4.9 Medium
CVSS2
Access Vector
LOCAL
Access Complexity
LOW
Authentication
NONE
Confidentiality Impact
NONE
Integrity Impact
NONE
Availability Impact
COMPLETE
AV:L/AC:L/Au:N/C:N/I:N/A:C
0.001 Low
EPSS
Percentile
41.2%
When a benign exception occurs while delivering another benign exception, it is architecturally specified that these would be delivered sequentially. There are, however, cases where this results in an infinite loop inside the CPU, which (in the virtualized case) can be broken only by intercepting delivery of the respective exception.
Architecturally, at least some of these cases should also be resolvable by an arriving NMI or external interrupt, but empirically this has been determined to not be the case.
The cases affecting Xen are:
#AC (Alignment Check Exception, CVE-2015-5307): When a 32-bit guest sets up the IDT entry corresponding to this exception to reference a ring-3 handler, and when ring 3 code triggers the exception while running with an unaligned stack pointer, delivering the exception will re-encounter #AC, ending in an infinite loop.

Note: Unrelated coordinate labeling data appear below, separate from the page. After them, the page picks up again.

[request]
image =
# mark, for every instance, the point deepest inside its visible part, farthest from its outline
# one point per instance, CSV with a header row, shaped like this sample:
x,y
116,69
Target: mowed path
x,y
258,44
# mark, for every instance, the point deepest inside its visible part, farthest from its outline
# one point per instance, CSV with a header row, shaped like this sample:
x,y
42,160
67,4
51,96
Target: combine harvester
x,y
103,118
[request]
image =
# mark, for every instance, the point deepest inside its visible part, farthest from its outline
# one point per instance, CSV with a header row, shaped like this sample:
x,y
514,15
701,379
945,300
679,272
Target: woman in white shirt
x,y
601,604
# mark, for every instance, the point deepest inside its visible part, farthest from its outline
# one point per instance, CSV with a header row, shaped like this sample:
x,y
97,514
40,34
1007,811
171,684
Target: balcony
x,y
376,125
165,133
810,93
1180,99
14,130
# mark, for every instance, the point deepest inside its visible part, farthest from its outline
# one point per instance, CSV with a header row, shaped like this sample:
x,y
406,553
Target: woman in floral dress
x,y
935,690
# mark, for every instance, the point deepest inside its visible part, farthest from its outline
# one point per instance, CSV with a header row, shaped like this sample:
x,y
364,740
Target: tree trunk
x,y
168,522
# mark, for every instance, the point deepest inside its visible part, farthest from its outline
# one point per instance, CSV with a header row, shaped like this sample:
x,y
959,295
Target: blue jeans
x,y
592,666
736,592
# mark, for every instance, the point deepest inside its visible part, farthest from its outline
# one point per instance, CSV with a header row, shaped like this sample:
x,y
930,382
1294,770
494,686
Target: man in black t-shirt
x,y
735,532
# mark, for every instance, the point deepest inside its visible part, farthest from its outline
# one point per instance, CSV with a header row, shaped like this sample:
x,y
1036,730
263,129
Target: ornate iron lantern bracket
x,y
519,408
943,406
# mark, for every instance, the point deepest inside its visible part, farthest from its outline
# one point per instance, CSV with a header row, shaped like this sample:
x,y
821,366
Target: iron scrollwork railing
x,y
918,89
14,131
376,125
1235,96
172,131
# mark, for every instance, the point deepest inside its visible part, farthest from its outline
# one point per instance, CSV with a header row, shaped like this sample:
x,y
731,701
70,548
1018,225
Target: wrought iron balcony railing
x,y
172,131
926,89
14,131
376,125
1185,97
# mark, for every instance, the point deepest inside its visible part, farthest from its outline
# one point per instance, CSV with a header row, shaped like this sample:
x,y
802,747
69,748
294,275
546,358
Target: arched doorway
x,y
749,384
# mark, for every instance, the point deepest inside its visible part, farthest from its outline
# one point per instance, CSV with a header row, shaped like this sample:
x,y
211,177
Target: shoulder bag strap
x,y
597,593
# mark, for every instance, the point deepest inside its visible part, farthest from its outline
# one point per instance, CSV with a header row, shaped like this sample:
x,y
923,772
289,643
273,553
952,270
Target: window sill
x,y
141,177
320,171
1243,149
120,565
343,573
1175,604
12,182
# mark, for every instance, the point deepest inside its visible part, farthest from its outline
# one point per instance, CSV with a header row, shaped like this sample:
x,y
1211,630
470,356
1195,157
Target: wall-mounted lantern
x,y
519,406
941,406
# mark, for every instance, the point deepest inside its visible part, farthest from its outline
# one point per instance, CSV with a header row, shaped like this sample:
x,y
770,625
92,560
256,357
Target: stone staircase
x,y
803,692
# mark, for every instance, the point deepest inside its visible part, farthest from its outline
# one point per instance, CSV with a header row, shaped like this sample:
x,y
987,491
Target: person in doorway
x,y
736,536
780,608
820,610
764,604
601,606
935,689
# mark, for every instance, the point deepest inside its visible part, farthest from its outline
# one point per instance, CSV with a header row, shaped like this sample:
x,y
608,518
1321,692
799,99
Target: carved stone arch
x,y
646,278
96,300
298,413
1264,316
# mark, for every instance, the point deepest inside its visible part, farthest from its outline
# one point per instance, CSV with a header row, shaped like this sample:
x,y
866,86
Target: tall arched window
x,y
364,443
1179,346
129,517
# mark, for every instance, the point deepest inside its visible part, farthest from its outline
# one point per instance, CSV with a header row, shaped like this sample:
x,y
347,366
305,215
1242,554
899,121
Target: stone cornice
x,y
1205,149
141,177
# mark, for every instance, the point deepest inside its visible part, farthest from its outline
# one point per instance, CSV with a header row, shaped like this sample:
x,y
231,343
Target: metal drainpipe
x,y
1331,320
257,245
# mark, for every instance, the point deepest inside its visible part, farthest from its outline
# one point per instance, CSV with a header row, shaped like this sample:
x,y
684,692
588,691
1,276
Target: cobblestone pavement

#DB (Debug Exception, CVE-2015-8104): When a guest sets up a hardware breakpoint covering a data structure involved in delivering #DB, upon completion of the delivery of the first exception another #DB will need to be delivered. The effects slightly differ depending on further guest characteristics:
A malicious HVM guest administrator can cause a denial of service. Specifically, prevent use of a physical CPU for a significant, perhaps indefinite period.
If a host watchdog (Xen or dom0) is in use, this can lead to a watchdog timeout and consequently a reboot of the host. If another, innocent, guest, is configured with a watchdog, this issue can lead to a reboot of such a guest.
It is possible that a guest kernel might expose the #AC vulnerability to malicious unprivileged guest users (by permitting #AC to be handled in guest user mode). However, we believe that almost all ordinary operating system kernels do not permit this; we are not aware of any exceptions. (A guest kernel which exposed the #AC vulnerability to guest userspace would be vulnerable when running on baremetal, without Xen involved.)
The vulnerability is exposed to any x86 HVM guest.
ARM is not vulnerable. x86 PV VMs are not vulnerable.
All versions of Xen are affected.
x86 CPUs from all manufacturers are affected.